フィルターが届いたので、AR7030PLUSに組み込もうとして上蓋を開けたらこういう状態でした。
DSCN0681.jpg
なんと、2.4kHzのクリスタルフィルターとノッチ&ノイズブランカーが内蔵されているではないですか。
ちょっと高いかなと思いながらも購入に踏み切ったAR7030PLUSだったので、嬉しい誤算と言えます。これで、一気にお買い得品を買った気分になりました。

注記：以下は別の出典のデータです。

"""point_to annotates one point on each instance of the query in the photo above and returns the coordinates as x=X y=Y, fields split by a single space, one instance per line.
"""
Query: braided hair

ところが、嬉しかったのはここまでで、クリスタルフィルターやノッチフィルター基板が設置されているために、購入したメカニカルフィルターをインストールできないのです。正確に言うと、ノッチフィルター基板などを外せばいいのですが、ねじがきつくて取れないのです。それで、小さなマイナスドライバーの先に両面テープでメカニカルフィルターを付けて、ドライバーをフィルター基板の下に潜り込ませ、フィルターの取り付け位置まで運んだらメカニカルフィルターをドライバーの先から外して、所定の位置にセットしました。そして、基板の下から半田付けしました。
DSCN0687.jpg

これで、6カ所あるフィルターべいは全て埋まりました。
AR7030はフィルターの特性を見ることが出来るので、早速試してみました。
DSCN0698.jpg
-6dBでは500Hz、-20dBでは700Hzとなかなか良い感じです。CWフィルターとしてはやや広めで優しい音がするフィルターでしょうか。FT817やFT857等に使っているコリンズフィルターと同じものでしょう。そうであれば、FT817に入っているフィルター基板からメカニカルフィルター本体を取り出せば、300Hzのフィルターが使えます。ただ、QRP送信機と組み合わせて使うことを考えると、あまりフィルターの帯域が狭すぎても使いづらくなるかと思うので、このフィルターがベストなのではないでしょうか。

さて、500HzフィルターをインストールしてからのAR7030PLUSで7MHz帯を聞いていますが、2.4kHzのフィルターで聞くのとは全く違いますね。いい感じでSWLができそうです。早速AYU-40と組み合わせてCQを出してみましたが、空振りに終わってしまいました。